## Creating ChatBot Using Natural Language Processing in Python

### What is a chatbot ? 

##### A chatbot is a computer program that is designed to simulate conversation with human users, typically over messaging platforms, such as Facebook Messenger, WhatsApp, or Slack. Chatbots use Natural Language Processing (NLP) and Artificial Intelligence (AI) to understand and respond to user queries in a human-like manner.

##### Chatbots can be designed to perform a variety of tasks, such as answering customer queries, providing product recommendations, scheduling appointments, or even just engaging in casual conversation. Some chatbots are rule-based, meaning they respond based on pre-programmed rules, while others are more advanced and use machine learning algorithms to learn from user interactions and improve their responses over time.


Here are some of the major fields of Natural Language Processing (NLP):

- Morphology: This field deals with the study of the internal structure of words and how they are formed.

- Syntax: This field deals with the study of the structure of sentences and the rules governing the arrangement of words and phrases.

- Semantics: This field deals with the study of meaning in language and how words and sentences are used to convey meaning.

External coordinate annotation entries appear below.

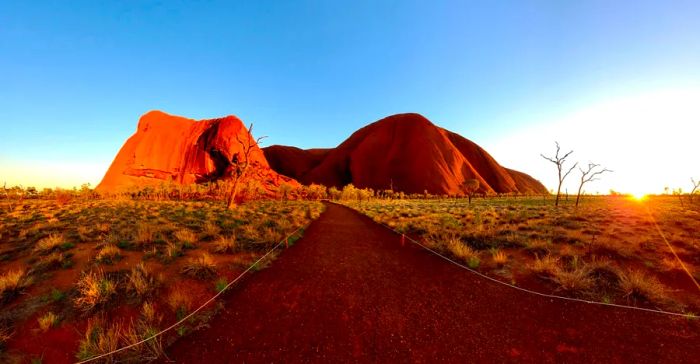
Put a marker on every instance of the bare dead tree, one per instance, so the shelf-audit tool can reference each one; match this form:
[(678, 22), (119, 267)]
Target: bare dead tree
[(240, 163), (559, 162), (695, 187), (589, 175), (470, 186)]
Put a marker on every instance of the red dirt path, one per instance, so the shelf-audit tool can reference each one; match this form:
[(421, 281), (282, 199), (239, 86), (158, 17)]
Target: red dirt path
[(349, 292)]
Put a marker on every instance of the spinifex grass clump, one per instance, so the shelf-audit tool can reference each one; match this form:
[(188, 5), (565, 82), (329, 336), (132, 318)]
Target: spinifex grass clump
[(201, 267), (141, 282), (47, 321), (94, 289), (40, 238), (49, 244), (225, 245), (561, 247)]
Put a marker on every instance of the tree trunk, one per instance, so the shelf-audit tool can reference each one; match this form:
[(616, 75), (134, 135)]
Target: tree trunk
[(578, 196)]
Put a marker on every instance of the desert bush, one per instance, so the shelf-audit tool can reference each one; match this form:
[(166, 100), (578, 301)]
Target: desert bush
[(99, 338), (146, 352), (638, 286), (186, 237), (94, 289), (180, 301), (576, 281), (499, 257), (52, 261), (145, 233), (47, 321), (200, 267), (173, 251), (108, 254), (12, 283), (547, 266), (210, 230), (141, 282), (225, 245), (463, 252), (148, 313), (48, 244)]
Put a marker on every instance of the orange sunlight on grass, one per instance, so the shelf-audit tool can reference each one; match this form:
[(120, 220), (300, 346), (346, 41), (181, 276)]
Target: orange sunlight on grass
[(638, 196)]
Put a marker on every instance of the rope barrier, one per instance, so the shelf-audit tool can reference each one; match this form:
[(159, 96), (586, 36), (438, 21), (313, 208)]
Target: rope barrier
[(180, 322), (404, 236), (670, 247)]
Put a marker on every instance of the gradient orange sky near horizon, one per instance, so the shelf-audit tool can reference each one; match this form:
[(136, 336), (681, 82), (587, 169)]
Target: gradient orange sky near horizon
[(617, 82)]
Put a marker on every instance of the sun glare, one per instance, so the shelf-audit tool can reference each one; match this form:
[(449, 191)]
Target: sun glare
[(638, 196)]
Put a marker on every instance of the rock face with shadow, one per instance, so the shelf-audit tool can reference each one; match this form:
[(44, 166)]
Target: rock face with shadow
[(174, 149), (404, 152)]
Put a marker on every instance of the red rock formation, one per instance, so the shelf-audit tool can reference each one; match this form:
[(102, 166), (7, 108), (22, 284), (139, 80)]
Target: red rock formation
[(173, 148), (405, 151)]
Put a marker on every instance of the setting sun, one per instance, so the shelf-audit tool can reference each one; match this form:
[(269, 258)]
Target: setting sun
[(638, 196)]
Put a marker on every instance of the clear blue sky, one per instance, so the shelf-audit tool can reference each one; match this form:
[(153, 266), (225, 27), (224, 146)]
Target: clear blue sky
[(76, 75)]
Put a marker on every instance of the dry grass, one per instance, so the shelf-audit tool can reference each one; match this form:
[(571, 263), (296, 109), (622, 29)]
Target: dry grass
[(499, 257), (94, 289), (12, 283), (463, 252), (638, 286), (180, 301), (576, 281), (210, 230), (155, 232), (546, 266), (108, 254), (49, 244), (225, 245), (141, 282), (145, 233), (146, 352), (99, 339), (201, 267), (47, 321), (52, 261), (148, 312), (173, 251), (185, 236)]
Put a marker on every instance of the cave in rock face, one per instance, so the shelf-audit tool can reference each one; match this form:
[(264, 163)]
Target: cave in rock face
[(167, 148)]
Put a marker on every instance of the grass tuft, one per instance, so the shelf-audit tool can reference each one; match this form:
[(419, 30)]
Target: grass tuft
[(546, 266), (47, 321), (49, 244), (12, 283), (141, 282), (180, 301), (638, 286), (186, 237), (94, 289), (99, 339), (201, 267), (225, 245), (499, 257)]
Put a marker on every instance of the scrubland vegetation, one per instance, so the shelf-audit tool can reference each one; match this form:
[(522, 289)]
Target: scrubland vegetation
[(608, 249), (85, 275)]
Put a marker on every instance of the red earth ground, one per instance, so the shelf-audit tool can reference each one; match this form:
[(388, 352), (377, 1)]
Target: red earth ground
[(349, 291), (405, 152)]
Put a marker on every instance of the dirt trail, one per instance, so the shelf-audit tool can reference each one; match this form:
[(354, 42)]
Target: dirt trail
[(349, 292)]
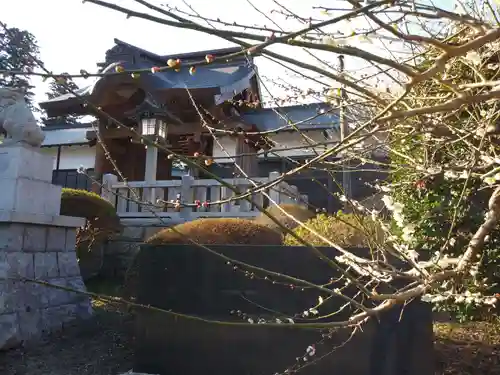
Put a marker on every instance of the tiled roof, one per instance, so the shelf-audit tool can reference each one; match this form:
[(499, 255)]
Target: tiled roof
[(304, 117)]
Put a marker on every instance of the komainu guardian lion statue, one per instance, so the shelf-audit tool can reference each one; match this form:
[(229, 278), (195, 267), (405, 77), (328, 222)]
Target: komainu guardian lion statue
[(17, 121)]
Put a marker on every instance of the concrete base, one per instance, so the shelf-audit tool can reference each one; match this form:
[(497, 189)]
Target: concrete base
[(36, 244)]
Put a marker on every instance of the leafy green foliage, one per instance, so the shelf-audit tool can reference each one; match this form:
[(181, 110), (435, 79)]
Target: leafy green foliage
[(444, 206), (16, 50), (297, 211), (83, 203), (343, 229), (101, 223)]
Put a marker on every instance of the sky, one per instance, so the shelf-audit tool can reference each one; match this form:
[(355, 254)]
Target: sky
[(73, 35)]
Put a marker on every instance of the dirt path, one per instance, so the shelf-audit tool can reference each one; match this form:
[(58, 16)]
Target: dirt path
[(101, 346)]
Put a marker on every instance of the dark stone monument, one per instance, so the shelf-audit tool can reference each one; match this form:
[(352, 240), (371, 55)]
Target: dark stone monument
[(189, 280)]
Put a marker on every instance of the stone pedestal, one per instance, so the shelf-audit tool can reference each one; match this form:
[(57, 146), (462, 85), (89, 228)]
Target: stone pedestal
[(36, 243)]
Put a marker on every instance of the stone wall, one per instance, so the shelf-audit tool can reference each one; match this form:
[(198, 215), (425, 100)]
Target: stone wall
[(45, 253)]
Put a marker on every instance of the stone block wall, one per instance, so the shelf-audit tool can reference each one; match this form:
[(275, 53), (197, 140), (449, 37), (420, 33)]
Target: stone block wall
[(37, 252)]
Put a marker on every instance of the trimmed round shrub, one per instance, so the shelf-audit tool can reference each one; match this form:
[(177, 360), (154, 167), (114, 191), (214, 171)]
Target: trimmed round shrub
[(83, 203), (299, 212), (101, 223), (345, 230), (209, 231), (218, 232)]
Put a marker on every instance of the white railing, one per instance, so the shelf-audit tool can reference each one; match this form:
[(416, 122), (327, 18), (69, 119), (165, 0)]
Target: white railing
[(188, 190)]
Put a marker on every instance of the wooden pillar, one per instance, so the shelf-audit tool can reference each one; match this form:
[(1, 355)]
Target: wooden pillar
[(248, 161), (101, 164)]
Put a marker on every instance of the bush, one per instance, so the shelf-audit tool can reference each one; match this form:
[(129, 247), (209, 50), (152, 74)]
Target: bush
[(82, 203), (446, 206), (210, 231), (346, 230), (101, 222), (217, 232), (297, 211)]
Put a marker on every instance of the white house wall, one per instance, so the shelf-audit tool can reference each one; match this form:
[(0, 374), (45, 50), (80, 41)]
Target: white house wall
[(282, 140), (73, 157)]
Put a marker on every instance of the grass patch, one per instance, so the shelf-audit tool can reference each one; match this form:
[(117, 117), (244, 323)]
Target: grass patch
[(467, 348)]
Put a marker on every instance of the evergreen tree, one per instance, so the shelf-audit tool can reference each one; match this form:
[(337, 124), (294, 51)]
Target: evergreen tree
[(18, 52)]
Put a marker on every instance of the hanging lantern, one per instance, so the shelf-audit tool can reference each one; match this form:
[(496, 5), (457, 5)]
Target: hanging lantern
[(153, 128)]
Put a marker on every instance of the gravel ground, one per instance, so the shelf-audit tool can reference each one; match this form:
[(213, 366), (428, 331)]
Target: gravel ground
[(100, 346), (104, 345), (467, 349)]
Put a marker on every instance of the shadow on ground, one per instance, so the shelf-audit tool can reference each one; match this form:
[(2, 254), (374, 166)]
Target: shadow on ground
[(100, 346), (104, 346)]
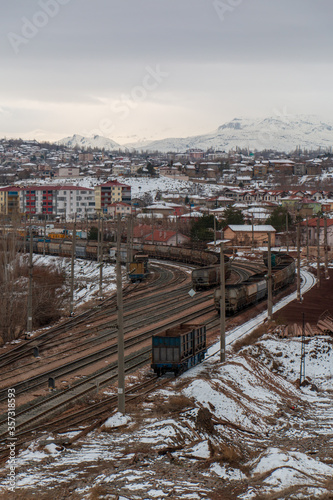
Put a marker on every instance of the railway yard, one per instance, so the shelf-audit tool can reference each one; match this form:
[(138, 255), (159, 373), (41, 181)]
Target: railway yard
[(218, 431)]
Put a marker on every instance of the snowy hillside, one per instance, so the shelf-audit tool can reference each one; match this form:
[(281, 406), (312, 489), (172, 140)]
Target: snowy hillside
[(95, 141), (282, 134)]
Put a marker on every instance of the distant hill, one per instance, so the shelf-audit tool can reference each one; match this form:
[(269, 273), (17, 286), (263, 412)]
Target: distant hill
[(284, 133), (281, 134), (96, 141)]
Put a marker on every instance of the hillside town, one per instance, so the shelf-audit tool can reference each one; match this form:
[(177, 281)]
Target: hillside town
[(55, 183)]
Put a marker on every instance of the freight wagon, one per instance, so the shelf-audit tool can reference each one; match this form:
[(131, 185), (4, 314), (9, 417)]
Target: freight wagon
[(207, 277), (138, 269), (255, 288), (178, 349)]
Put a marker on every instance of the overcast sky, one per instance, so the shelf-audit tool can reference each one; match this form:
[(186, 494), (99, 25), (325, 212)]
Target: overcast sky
[(150, 69)]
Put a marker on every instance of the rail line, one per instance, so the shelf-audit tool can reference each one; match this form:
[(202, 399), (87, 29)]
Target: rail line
[(31, 417)]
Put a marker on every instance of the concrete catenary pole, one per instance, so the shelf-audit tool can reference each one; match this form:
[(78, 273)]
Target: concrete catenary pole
[(269, 280), (71, 302), (44, 239), (307, 239), (121, 355), (299, 298), (222, 305), (287, 229), (326, 248), (128, 244), (214, 232), (318, 252), (177, 229), (101, 239), (252, 233), (29, 308)]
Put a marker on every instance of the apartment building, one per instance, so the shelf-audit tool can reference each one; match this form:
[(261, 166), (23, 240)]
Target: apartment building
[(111, 192), (63, 201)]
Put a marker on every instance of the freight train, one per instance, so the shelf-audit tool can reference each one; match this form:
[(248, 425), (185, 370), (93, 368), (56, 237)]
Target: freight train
[(89, 250), (138, 269), (178, 349), (255, 288), (207, 277)]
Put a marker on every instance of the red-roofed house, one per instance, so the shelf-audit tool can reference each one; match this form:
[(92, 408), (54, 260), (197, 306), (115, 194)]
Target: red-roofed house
[(168, 238), (312, 228), (119, 208)]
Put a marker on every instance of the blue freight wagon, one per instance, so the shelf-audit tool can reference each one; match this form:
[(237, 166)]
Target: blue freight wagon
[(178, 349)]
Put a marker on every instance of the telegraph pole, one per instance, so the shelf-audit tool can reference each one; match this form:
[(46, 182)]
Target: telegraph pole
[(44, 242), (99, 236), (287, 232), (121, 355), (326, 248), (214, 232), (71, 303), (307, 239), (128, 244), (318, 252), (252, 233), (222, 305), (299, 298), (29, 318), (101, 262), (269, 281), (302, 368), (176, 230)]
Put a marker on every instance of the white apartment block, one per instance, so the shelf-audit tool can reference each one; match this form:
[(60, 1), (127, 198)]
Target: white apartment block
[(57, 201)]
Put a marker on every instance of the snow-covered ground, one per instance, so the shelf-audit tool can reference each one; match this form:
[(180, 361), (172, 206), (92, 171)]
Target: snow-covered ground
[(243, 425), (86, 272), (139, 186)]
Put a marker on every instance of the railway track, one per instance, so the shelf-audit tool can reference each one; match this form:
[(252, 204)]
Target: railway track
[(32, 415)]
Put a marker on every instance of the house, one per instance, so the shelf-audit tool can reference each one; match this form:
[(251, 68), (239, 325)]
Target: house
[(165, 209), (168, 238), (109, 193), (119, 208), (9, 200), (243, 234), (311, 227)]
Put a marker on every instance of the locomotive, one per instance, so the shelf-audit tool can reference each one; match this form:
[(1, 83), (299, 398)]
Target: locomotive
[(207, 277), (255, 288), (178, 349)]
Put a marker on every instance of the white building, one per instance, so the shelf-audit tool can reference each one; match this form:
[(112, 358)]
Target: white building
[(63, 201)]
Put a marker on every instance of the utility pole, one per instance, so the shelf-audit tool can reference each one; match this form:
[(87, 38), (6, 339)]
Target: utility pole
[(222, 305), (269, 281), (87, 224), (101, 262), (29, 316), (128, 244), (302, 368), (99, 237), (252, 233), (307, 239), (318, 252), (71, 303), (214, 231), (299, 298), (44, 242), (121, 355), (287, 232), (326, 248), (177, 230)]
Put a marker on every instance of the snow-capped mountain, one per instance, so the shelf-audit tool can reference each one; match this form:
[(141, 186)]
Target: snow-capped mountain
[(96, 141), (284, 133)]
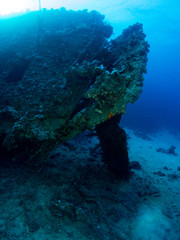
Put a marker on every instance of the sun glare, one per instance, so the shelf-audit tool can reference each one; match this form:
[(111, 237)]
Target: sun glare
[(14, 6)]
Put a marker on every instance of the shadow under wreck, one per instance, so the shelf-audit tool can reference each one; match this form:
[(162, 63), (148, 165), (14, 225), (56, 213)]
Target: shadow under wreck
[(62, 76)]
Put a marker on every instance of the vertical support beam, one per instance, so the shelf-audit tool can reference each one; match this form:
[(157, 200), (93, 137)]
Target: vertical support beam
[(114, 145), (39, 5)]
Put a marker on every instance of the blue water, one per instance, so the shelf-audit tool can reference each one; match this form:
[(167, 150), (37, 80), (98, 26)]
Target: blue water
[(159, 105)]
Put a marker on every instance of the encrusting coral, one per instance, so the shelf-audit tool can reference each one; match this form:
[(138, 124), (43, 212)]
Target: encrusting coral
[(73, 78)]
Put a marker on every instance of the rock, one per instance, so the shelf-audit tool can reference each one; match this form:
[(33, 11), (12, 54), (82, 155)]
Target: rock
[(69, 78)]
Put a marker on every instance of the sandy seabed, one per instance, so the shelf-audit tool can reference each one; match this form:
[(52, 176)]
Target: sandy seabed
[(75, 197)]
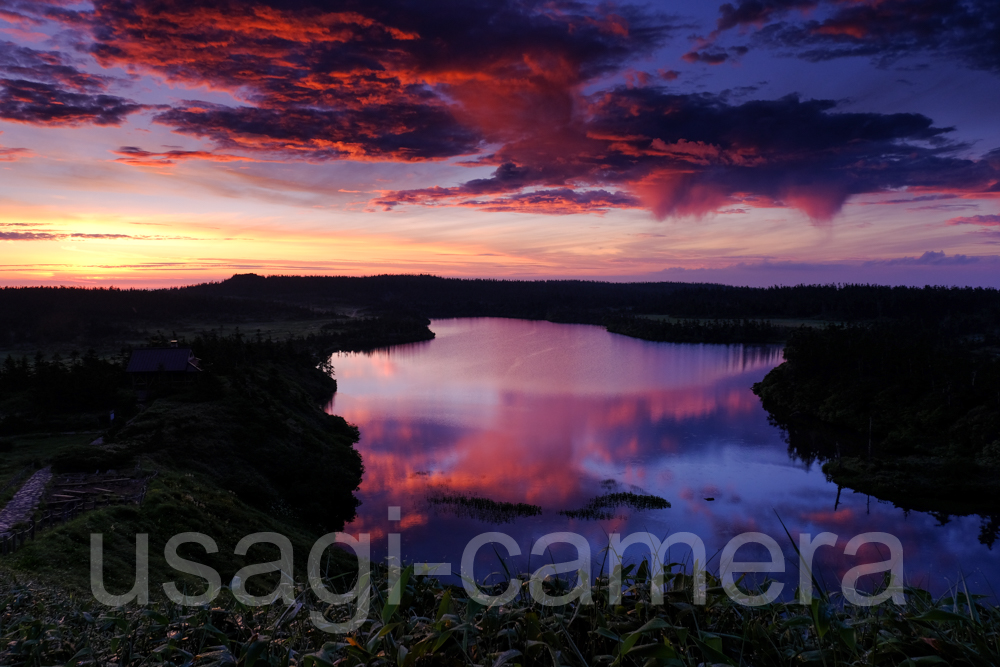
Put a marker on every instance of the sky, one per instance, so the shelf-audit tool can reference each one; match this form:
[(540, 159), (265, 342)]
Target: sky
[(754, 142)]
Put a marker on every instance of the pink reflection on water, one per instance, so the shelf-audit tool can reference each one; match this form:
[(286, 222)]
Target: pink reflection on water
[(554, 415)]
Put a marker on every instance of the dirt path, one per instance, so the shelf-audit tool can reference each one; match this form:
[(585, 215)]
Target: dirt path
[(24, 502)]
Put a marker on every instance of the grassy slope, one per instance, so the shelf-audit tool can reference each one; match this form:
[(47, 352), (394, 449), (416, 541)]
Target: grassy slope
[(245, 452)]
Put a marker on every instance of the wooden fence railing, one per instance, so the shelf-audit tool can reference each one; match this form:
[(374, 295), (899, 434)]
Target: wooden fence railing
[(14, 539)]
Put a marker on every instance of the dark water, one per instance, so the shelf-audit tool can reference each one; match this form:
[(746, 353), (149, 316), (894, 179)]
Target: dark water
[(554, 415)]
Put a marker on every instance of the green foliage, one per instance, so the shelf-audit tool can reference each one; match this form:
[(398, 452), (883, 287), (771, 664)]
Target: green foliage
[(900, 410), (603, 506), (436, 625), (484, 509)]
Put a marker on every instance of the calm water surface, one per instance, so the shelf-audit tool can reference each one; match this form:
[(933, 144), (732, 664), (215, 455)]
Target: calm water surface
[(555, 415)]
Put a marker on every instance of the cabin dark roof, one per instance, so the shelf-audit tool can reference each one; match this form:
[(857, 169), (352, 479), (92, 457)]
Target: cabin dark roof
[(169, 359)]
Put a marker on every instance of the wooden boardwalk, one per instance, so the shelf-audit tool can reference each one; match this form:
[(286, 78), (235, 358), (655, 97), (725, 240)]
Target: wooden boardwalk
[(22, 506)]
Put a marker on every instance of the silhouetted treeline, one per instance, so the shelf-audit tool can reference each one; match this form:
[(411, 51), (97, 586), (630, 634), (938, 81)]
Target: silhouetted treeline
[(591, 302), (34, 388), (39, 315), (915, 388), (698, 331)]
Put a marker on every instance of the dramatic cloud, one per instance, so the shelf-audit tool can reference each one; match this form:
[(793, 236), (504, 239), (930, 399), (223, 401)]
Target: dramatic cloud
[(984, 220), (63, 236), (46, 104), (138, 157), (563, 201), (386, 81), (885, 29), (692, 154), (50, 67), (509, 85), (13, 154)]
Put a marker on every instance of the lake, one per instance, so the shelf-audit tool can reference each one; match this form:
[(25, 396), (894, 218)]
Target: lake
[(557, 415)]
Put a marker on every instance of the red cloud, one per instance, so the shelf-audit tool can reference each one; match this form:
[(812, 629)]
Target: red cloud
[(985, 220)]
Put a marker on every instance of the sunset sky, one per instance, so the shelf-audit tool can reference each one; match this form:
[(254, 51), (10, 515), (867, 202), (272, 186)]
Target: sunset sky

- Discourse Analysis: This field deals with the study of how language is used in a given context, including the relationship between speakers, the intended audience, and the purpose of communication.

- Text Mining: This field involves the use of statistical and machine learning techniques to analyze and extract information from large collections of text.

- Sentiment Analysis: This field involves the use of NLP techniques to automatically determine the sentiment or emotion expressed in a piece of text.

- Named Entity Recognition: This field involves the use of NLP techniques to automatically identify and classify named entities such as people, organizations, and locations in text.

- Machine Translation: This field involves the use of NLP techniques to automatically translate text from one language to another.

- Speech Recognition: This field involves the use of NLP techniques to automatically transcribe spoken language into text.

- Text-to-Speech: This field involves the use of NLP techniques to convert text into spoken language.

#### Note : 

- In Natural Language Processing (NLP), we often work with JSON data because JSON is a lightweight and flexible data format that is easy to read and write for both humans and machines. JSON stands for "JavaScript Object Notation" and it is a text-based format for representing data in the form of key-value pairs.

- JSON is widely used in web development and API (Application Programming Interface) design, and many NLP tools and platforms also use JSON to represent and exchange data. For example, in NLP, we may use JSON to represent text data, such as sentences or documents, along with metadata such as author, date, or source.

- JSON data can be easily parsed and manipulated by programming languages such as Python, making it a popular choice for NLP tasks that involve data preprocessing, analysis, or modeling. JSON also allows for hierarchical and nested data structures, which can be useful for representing complex linguistic data such as parse trees or dependency graphs.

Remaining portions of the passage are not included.